Microsoft this week announced the worldwide availability of Office 365 Home Premium, a cloud-based version of its flagship Office productivity software that consumers will lease instead of purchase.
It will include all Office applications and work across up to five devices including Windows tablets, PCs and Macs. Pricing for most consumers is US$99.99 for an annual subscription or $9.99 per month.
“I consider this to be the most compelling Office solution that Microsoft has offered in some time, due to the combination of aggressive pricing and the ability to extend a single license across up to five devices,” Charles King, principal analyst at Pund-IT, told the E-Commerce Times. “That’s a far cry from the one license/one machine approach of most previous versions of Office.”
What Office 365 Home Premium Offers
In addition to the latest set of Office applications, including Word, Excel, Outlook and PowerPoint, Office 365 Home Premium includes touch-based functions.
Eligible students and educators can get Office 365 University at $79.99 for a four-year subscription that will cover up to two PCs.
Both the regular and the education subscription packages include an extra 20 GB of SkyDrive cloud storage and 60 free Skype minutes that can be used to call mobile phones, landlines or PCs anywhere in the world.
The service also allows users to access Office applications and their SkyDrive repositories — even on unlicensed machines — by signing into Office.com.
Subscribers will be the first in line for free upgrades. Microsoft will notify subscribers when a new release of Office 365 Home Premium is available, and they can choose whether to get the upgrade at that time or wait until later, Microsoft spokesperson Tara Gremillion told the E-Commerce Times. Updates will automatically be made in the background by default.
Consumers can either pay the annual $99.99 fee upfront or pay $9.99 a month, Gremillion said. The latter option is available only from Office.com.
Office Access All the Time
Customers can use Office whether they’re online or offline. If their Internet connection is down, their content will sync when they’re back online.
“The software is still physically installed on the user’s computer. It’s just streamed there using Microsoft’s technology,” Wes Miller, an analyst at Directions on Microsoft, told the E-Commerce Times.
Once installed, consumers won’t depend on the Internet connection for productivity, which “is very different than any Web-based collaboration product,” Miller said.
What About Free Alternatives?
Leasing Office will cost consumers considerably more over time than purchasing the package outright, which raises the question of whether this might send consumers flocking to free alternatives such as Google Docs, the Zoho office suite, OpenOffice, LibreOffice and Kingsoft Office Suite Free.
“Free and ‘good enough’ alternatives have existed for more than a decade, yet more than a billion people use Office,” Gremillion said.

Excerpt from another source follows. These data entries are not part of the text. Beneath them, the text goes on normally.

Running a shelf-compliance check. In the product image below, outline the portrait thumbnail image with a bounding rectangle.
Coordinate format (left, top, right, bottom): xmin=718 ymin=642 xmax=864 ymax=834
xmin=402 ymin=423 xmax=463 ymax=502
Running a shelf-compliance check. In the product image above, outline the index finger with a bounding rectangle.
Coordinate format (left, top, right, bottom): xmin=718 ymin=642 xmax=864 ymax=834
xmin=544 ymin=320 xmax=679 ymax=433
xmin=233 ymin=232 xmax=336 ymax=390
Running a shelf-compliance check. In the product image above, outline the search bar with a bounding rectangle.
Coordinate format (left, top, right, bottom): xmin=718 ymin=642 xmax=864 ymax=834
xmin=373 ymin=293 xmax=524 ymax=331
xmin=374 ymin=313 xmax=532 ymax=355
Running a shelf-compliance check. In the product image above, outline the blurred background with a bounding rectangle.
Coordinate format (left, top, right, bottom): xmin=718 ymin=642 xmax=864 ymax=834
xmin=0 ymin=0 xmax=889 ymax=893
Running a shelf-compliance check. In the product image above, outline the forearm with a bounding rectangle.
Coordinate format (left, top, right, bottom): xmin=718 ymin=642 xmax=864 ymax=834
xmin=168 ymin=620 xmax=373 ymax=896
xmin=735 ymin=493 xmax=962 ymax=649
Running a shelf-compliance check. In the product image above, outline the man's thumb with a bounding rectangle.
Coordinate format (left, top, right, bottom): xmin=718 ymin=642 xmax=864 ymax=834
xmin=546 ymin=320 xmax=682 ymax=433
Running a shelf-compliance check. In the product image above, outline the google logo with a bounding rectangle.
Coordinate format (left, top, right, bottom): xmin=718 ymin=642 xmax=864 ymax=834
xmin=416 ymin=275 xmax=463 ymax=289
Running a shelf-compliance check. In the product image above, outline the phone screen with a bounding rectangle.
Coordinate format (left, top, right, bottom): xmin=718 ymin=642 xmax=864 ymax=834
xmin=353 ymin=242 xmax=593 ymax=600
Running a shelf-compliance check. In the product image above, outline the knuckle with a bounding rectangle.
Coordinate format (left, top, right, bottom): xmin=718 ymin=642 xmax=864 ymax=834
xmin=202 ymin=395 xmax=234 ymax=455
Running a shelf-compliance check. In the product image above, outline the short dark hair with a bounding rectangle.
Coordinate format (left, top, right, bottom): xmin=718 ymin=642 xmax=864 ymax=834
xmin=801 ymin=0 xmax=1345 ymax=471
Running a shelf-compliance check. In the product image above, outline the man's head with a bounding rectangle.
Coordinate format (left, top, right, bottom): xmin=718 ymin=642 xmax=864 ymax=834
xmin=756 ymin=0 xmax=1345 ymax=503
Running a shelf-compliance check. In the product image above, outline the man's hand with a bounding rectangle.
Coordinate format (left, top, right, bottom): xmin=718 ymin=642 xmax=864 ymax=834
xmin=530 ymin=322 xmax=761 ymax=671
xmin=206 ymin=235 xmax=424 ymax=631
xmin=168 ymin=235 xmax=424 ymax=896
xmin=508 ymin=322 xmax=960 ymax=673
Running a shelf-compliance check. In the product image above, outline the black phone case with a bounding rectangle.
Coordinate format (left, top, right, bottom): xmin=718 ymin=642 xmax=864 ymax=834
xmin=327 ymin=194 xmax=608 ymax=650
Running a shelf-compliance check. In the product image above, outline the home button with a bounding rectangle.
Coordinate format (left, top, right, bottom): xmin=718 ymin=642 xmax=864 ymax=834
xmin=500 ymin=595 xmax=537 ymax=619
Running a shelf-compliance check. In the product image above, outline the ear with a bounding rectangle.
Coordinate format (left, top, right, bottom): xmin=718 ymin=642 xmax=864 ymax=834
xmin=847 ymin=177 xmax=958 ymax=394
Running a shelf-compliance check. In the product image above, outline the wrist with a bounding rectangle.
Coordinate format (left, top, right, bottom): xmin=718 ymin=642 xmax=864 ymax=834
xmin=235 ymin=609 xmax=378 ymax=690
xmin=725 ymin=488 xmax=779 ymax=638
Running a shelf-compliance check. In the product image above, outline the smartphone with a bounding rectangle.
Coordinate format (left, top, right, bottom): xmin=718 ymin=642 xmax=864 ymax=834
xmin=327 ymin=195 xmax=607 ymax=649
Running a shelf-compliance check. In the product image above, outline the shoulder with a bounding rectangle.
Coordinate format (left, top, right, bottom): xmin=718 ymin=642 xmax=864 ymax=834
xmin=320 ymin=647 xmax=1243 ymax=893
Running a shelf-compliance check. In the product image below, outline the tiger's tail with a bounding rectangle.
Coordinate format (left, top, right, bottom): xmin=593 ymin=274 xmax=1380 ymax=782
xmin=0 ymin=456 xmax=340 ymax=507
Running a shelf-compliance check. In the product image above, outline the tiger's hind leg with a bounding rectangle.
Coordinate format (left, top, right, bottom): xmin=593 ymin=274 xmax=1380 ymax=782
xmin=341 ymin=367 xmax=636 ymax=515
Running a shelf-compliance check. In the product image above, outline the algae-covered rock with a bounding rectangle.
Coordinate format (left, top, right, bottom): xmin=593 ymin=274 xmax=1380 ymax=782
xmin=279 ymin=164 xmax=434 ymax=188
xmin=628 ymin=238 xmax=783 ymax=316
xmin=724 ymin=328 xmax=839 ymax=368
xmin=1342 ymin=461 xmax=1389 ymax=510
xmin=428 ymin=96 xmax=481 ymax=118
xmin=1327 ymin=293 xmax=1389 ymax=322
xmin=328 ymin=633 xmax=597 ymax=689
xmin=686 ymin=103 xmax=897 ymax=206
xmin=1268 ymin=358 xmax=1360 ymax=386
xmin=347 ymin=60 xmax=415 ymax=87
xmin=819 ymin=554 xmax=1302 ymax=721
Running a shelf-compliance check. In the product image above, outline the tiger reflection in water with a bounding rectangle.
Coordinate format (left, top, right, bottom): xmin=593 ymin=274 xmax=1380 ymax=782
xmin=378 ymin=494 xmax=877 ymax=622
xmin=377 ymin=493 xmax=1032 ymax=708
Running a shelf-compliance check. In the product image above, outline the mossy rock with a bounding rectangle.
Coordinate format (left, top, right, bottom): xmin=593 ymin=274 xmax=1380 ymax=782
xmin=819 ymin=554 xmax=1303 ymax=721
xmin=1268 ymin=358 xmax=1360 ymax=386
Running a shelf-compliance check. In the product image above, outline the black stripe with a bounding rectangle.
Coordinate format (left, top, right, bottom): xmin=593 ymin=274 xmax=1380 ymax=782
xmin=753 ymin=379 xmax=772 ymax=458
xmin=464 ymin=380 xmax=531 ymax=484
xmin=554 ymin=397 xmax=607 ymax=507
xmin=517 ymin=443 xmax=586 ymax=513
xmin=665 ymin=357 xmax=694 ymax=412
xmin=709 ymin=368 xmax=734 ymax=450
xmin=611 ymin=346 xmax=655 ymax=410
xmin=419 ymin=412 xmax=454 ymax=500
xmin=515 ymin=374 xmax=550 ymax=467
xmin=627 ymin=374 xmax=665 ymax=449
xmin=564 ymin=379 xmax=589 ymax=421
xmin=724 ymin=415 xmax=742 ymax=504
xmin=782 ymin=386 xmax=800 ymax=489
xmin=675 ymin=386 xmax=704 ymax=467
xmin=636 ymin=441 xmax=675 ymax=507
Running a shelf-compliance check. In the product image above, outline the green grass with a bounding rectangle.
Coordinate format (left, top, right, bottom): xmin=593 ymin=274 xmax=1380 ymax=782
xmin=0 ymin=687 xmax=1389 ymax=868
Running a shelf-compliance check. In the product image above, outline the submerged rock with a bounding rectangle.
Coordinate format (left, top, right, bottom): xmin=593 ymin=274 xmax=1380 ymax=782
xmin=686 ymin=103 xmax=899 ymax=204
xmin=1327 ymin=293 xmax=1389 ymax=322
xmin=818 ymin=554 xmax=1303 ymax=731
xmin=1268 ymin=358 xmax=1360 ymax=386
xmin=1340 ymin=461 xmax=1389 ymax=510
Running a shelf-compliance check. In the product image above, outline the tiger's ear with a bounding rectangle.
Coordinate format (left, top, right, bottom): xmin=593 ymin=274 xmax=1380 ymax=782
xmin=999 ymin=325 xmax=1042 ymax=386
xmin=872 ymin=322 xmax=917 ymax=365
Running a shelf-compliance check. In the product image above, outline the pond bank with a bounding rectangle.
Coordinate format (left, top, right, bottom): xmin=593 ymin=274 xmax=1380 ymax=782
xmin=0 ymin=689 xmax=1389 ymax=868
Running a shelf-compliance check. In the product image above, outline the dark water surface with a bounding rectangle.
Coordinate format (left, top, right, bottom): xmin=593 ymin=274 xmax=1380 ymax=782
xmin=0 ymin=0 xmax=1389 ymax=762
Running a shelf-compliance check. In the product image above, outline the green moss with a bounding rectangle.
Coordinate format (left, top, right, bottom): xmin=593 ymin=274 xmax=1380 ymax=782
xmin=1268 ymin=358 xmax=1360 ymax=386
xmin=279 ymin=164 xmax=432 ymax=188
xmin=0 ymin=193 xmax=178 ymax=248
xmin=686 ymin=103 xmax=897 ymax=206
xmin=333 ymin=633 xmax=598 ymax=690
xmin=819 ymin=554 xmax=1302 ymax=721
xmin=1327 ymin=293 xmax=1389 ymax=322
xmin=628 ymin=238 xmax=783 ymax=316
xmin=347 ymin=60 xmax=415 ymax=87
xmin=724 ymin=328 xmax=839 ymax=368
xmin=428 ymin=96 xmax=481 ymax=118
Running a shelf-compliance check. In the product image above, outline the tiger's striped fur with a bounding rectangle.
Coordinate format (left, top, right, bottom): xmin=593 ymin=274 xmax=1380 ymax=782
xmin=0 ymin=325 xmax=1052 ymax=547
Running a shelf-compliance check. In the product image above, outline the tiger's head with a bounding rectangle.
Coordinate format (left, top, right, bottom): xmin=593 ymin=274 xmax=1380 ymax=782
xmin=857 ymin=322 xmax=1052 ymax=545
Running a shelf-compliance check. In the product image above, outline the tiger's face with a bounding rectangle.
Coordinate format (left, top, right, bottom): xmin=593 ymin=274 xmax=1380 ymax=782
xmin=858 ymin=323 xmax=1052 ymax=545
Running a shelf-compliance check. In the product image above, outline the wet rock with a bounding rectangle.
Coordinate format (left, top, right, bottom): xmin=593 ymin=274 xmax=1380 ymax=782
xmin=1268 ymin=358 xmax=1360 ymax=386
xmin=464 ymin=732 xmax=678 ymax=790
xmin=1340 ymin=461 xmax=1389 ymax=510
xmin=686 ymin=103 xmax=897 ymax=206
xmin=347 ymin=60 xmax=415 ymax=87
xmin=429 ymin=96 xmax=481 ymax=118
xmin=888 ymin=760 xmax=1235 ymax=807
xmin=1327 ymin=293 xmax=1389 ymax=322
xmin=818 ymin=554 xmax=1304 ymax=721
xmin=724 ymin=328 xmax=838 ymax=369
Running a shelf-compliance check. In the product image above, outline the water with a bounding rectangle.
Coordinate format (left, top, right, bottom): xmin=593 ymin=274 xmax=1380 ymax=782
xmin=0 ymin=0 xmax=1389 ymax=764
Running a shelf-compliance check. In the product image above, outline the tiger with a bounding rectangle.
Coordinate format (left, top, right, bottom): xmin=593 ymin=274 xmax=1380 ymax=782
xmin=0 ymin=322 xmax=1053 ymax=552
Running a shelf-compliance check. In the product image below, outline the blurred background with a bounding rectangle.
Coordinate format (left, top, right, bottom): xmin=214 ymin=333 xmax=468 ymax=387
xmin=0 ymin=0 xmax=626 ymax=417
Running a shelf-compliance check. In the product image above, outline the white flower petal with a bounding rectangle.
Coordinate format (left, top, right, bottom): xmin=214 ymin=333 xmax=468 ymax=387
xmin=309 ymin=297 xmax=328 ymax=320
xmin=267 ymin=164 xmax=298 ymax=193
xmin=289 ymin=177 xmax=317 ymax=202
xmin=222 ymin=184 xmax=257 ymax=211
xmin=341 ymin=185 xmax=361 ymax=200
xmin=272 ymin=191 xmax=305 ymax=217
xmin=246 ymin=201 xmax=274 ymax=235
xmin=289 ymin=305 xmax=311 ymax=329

“This [leasing] model will prove most appealing to households that have several computers and desire to keep running the latest version of Office,” Directions on Microsoft’s Miller suggested. “I’m not sure that open source alternatives are necessarily the clear threat, though for consumers the offerings from Google and Zoho are definitely [an option].”
Microsoft’s move toward a leasing model targets the purchase patterns of a certain type of consumer.
“Microsoft is aiming Office 365 at a generation of users who are used to monthly billing for services from credit cards to smartphones,” King pointed out. “Toss in the SkyDrive and Skype minutes included in the deal, and it’s hard to see customers heading for the exits.”
Taking Care of Businesses
Office 365 for businesses will be released globally with new capabilities on Feb. 27, Gremillion said.
Currently it runs on the 2010 version of Microsoft’s Office products, noted Miller, and “we expect that to change relatively soon.”